ProcessBuilder/Runtime.exec() with Weka Command Line Demonstrating Peculiar Behavior


Below is basically an MCVE of my full problem, which is much messier. What you need to know is that the following line runs when directly put in terminal:

java -classpath /path/to/weka.jar weka.filters.MultiFilter \
    -F "weka.filters.unsupervised.attribute.ClusterMembership -I first" \
    -i /path/to/in.arff

This is relatively straightforward. Basically, all I am doing is trying to cluster the data from in.arff using all of the default settings for the ClusterMembership filter, but I want to ignore the first attribute. I have the MultiFilter there because in my actual project, there are other filters, so I need this to stay. Like previously mentioned, this works fine. However, when I try to run the same line with ProcessBuilder, I get a "quote parse error", and it seems like the whole structure of nesting quotes breaks down. One way of demonstrating this is trying to get the following to work:

List<String> args = new ArrayList<String>();
args.add("java");
args.add("-cp"); 
args.add("/path/to/weka.jar");
args.add("weka.filters.MultiFilter");
args.add("-F");
args.add("\"weka.filters.unsupervised.attribute.ClusterMembership"); 
args.add("-I"); 
args.add("first\"");
args.add("-i"); 
args.add("/path/to/in.arff");
ProcessBuilder pb = new ProcessBuiler(args);

// ... Run the process below

At first glance, you might think this is identical to the above line (that's certainly what my naive self thought). In fact, if I just print args out with spaces in between each one, the resulting strings are identical and run perfectly if directly copy and pasted to the terminal. However, for whatever reason, the program won't work as I got the message (from Weka) Quote parse error. I tried googling and found this question about how ProcessBuilder adds extra quotes to the command line (this led me to try numerous combinations of escape sequences, all of which did not work), and read this article about how ProcessBuilder/Runtime.exec() work (I tried both ProcessBuilder and Runtime.exec(), and ultimately the same problem persisted), but couldn't find anything relevant to what I needed. Weka already had bad documentation, and then their Wikispace page went down a couple weeks ago due to Wikispaces shutting down, so I have found very little info on the Weka side.

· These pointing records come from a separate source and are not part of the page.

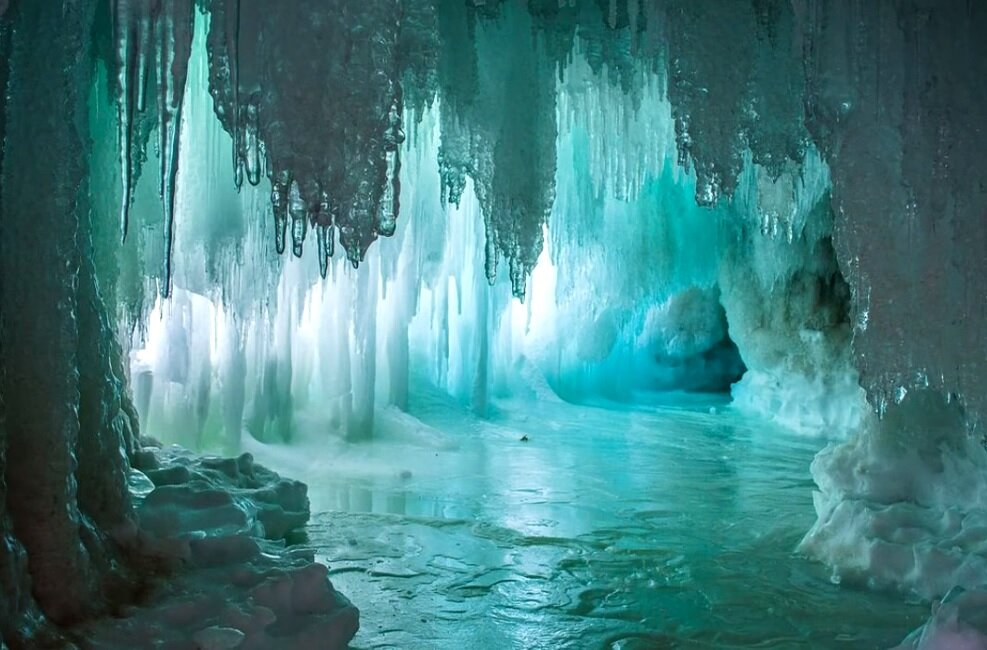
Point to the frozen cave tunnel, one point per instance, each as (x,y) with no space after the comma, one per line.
(532,324)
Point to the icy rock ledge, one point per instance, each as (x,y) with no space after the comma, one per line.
(959,622)
(216,527)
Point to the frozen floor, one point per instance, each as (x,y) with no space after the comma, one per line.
(659,526)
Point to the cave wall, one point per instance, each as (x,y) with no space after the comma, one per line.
(66,431)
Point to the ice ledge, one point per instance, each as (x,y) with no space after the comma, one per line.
(211,533)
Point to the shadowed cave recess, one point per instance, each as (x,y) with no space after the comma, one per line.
(586,323)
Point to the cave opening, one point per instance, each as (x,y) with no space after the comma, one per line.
(428,323)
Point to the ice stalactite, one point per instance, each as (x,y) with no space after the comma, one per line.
(344,183)
(153,41)
(787,302)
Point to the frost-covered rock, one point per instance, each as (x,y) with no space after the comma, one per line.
(224,585)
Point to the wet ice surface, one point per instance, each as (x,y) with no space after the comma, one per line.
(656,526)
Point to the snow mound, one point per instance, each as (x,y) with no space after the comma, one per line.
(903,505)
(959,622)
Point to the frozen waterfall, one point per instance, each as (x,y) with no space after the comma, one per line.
(583,321)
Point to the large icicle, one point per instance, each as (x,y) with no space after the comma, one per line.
(153,43)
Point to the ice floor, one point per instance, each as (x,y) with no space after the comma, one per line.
(664,525)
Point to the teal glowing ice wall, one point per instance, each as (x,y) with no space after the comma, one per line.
(804,170)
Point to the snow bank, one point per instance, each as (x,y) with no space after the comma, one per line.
(212,530)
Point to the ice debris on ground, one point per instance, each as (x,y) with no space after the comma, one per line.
(213,529)
(959,622)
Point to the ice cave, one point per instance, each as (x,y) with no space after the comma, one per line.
(534,324)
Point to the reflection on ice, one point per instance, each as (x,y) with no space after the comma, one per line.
(672,524)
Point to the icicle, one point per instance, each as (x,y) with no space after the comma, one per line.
(279,202)
(126,48)
(323,235)
(296,209)
(389,202)
(252,148)
(174,36)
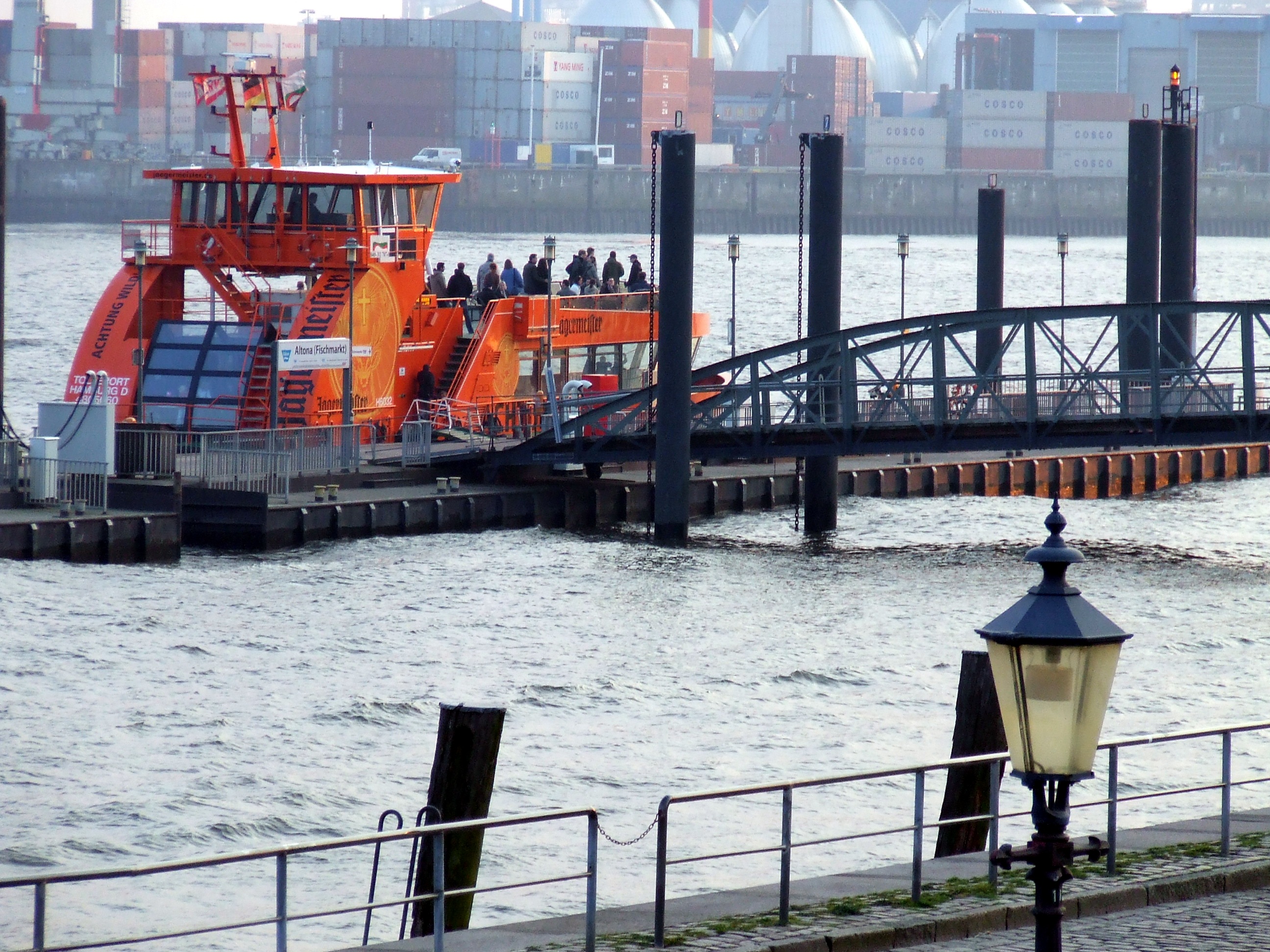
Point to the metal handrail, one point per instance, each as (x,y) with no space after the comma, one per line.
(920,824)
(280,855)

My question then is this: Is there a way to get something like the second example I put above to run such that I can group arguments together for much larger commands? I understand it may require some funky escape sequences (or maybe not?), or perhaps something else I have not considered. Any help here is much appreciated.

Edit: I updated the question to hopefully give more insight into what my problem is.


Solution

  • You don't need to group arguments together. It doesn't even work, as you've already noted. Take a look what happens when I call my Java programm like this:

    java -jar Test.jar -i -s "-t 500"
    

    This is my "program":

    public class Test {
      public static void main(String[] args) {
        for( String arg : args ) {
          System.out.println(arg);
        }      
      }
    }
    

    And this is the output:

    -i
    -s
    -t 500
    

    The quotes are not included in the arguments, they are used to group the arguments. So when you pass the arguments to the ProcessBuilder like you did, it is essentially like you'd written them with quotes on the command line and they are treated as a single argument, which confuses the parser.

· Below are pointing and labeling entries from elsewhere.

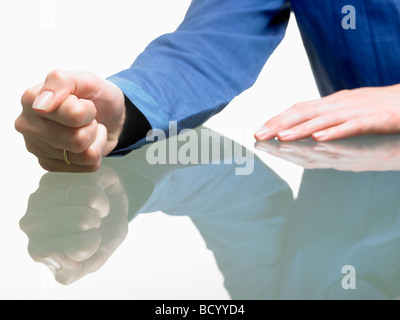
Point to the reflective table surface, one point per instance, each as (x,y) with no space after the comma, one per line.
(136,230)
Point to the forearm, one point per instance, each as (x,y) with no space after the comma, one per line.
(215,54)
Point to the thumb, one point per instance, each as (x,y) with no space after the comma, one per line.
(59,85)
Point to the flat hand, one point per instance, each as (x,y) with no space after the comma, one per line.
(343,114)
(74,111)
(368,153)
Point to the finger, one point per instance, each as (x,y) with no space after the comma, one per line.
(296,114)
(52,165)
(59,85)
(91,156)
(74,112)
(62,220)
(320,122)
(78,246)
(350,128)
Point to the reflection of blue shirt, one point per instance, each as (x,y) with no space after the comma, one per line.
(221,46)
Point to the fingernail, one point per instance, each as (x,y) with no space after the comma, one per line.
(43,101)
(285,134)
(262,133)
(285,149)
(51,263)
(320,148)
(320,135)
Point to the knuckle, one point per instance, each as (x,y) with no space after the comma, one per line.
(19,124)
(77,115)
(341,93)
(95,167)
(45,165)
(79,140)
(92,155)
(28,97)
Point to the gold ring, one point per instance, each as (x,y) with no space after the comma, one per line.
(65,154)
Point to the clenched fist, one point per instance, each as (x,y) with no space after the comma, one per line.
(72,120)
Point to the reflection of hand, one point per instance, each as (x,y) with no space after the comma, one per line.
(74,111)
(369,153)
(341,115)
(75,222)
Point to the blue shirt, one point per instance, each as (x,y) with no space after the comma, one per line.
(222,45)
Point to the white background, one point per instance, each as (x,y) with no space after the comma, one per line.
(105,37)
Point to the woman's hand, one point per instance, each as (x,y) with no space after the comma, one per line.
(74,111)
(343,114)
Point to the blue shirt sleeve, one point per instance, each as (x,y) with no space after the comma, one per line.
(215,54)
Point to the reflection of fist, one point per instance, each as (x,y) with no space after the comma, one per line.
(368,153)
(75,222)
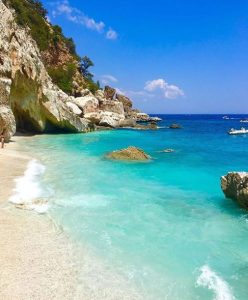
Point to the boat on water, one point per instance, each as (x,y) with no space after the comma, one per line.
(238,131)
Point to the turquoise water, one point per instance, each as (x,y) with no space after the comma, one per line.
(165,225)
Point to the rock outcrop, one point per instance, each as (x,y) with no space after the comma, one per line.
(7,122)
(26,88)
(131,153)
(29,99)
(235,186)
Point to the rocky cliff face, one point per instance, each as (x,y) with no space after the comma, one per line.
(235,186)
(29,99)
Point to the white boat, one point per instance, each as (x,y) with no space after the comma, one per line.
(238,131)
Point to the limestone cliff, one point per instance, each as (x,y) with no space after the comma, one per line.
(29,99)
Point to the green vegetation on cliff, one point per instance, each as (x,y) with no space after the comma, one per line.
(31,13)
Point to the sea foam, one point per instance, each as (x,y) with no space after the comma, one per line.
(28,192)
(209,279)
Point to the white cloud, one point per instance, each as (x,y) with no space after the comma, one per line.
(111,34)
(170,91)
(107,79)
(77,16)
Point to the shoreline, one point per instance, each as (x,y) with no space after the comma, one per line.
(38,260)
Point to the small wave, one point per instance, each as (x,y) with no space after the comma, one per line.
(209,279)
(28,192)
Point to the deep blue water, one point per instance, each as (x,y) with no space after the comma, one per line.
(165,224)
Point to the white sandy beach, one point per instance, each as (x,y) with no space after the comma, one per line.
(37,259)
(36,262)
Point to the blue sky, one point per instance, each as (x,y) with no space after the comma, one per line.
(171,56)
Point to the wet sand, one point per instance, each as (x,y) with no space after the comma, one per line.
(37,259)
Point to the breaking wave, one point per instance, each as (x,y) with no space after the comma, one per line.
(209,279)
(28,192)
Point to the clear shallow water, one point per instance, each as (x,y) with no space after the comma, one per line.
(164,225)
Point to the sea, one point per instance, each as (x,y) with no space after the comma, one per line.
(163,225)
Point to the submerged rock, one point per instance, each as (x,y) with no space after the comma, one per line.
(150,126)
(130,153)
(167,151)
(235,186)
(175,126)
(7,122)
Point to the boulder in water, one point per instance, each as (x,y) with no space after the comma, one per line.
(235,186)
(175,126)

    The quotes are only necessary when you have nested components, e.g. FilteredClassifier. Maybe my answer on another Weka question can help you with those nested components. (I recently changed the links to their wiki to point to the Google cache until they established a new wiki.)

    Since you didn't specify what case exactly caused you to think about grouping, you could try to get a working command line for Weka and then use that one as input for a program like mine. You can then see how you would need to pass them to a ProcessBuilder.

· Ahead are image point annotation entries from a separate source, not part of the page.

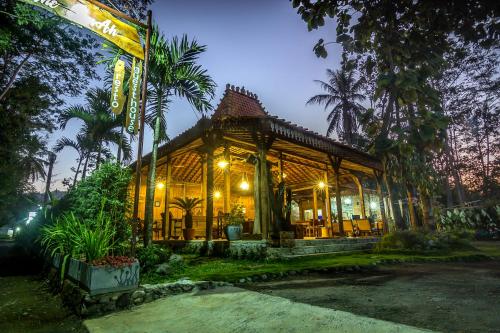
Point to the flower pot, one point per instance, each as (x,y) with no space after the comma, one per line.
(233,232)
(188,233)
(74,270)
(105,279)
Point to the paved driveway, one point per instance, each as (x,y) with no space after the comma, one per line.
(232,309)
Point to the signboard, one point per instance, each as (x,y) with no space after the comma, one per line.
(133,97)
(90,16)
(117,97)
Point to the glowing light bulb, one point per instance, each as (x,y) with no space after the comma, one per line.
(222,164)
(244,185)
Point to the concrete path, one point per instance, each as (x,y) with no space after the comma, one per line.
(231,309)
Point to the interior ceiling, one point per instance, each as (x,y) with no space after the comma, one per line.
(299,171)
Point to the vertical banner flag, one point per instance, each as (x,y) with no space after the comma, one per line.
(117,97)
(98,20)
(133,97)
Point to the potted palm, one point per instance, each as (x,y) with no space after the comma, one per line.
(235,220)
(187,205)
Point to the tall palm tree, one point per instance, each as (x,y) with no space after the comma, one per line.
(100,125)
(341,99)
(173,72)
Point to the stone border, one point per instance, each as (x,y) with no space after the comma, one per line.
(358,268)
(85,305)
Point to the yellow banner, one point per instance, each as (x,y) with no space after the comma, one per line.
(96,19)
(117,97)
(134,92)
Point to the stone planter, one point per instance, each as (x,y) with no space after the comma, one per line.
(188,233)
(105,279)
(74,270)
(233,232)
(56,260)
(287,239)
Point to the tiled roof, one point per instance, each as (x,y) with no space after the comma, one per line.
(237,102)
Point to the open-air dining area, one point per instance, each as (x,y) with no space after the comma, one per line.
(220,160)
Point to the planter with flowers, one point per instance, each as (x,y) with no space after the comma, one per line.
(234,226)
(83,250)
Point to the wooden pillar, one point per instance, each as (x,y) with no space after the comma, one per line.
(378,178)
(167,200)
(52,160)
(204,184)
(315,205)
(227,181)
(328,208)
(361,196)
(256,198)
(336,161)
(209,194)
(264,191)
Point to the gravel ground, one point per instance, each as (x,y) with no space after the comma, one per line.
(230,309)
(447,297)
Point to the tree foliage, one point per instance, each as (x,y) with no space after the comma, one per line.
(403,49)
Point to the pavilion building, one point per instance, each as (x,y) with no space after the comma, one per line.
(239,152)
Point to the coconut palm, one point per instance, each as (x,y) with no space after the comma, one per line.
(81,145)
(341,99)
(100,125)
(173,72)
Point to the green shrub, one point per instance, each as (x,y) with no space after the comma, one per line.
(108,184)
(71,237)
(483,220)
(418,241)
(152,255)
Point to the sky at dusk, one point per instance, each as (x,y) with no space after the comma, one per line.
(261,45)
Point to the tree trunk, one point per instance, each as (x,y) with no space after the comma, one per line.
(52,160)
(84,173)
(14,75)
(411,208)
(396,212)
(80,159)
(151,182)
(428,219)
(119,154)
(98,161)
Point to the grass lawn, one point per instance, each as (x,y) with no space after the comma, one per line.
(224,269)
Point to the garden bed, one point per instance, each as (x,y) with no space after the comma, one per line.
(232,270)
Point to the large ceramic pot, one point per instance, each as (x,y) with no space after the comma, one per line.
(233,232)
(188,233)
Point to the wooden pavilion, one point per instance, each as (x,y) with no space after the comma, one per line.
(238,153)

    For your example I'd guess the following will work:

    List<String> args = new ArrayList<String>();
    args.add("java");
    args.add("-cp"); 
    args.add("/path/to/weka.jar");
    args.add("weka.filters.MultiFilter");
    args.add("-F");
    args.add("weka.filters.unsupervised.attribute.ClusterMembership -I first");
    args.add("-i"); 
    args.add("/path/to/in.arff");
    ProcessBuilder pb = new ProcessBuiler(args);
    

    Additional details

    What happens inside Weka is basically the following: The options from the arguments are first processed by weka.filters.Filter, then all non-general filter options are processed by weka.filters.MultiFilter, which contains the following code in setOptions(...):

    filters = new Vector<Filter>();
    while ((tmpStr = Utils.getOption("F", options)).length() != 0) {
        options2 = Utils.splitOptions(tmpStr);
        filter = options2[0];
        options2[0] = "";
        filters.add((Filter) Utils.forName(Filter.class, filter, options2));
    }
    

    Here, tmpStr is the value for the -F option and will be processed by Utils.splitOption(tmpStr) (source code). There, all the quoting and unquoting magic happens, so that the next component will receive an options array that looks just like it would look if it was a first-level component.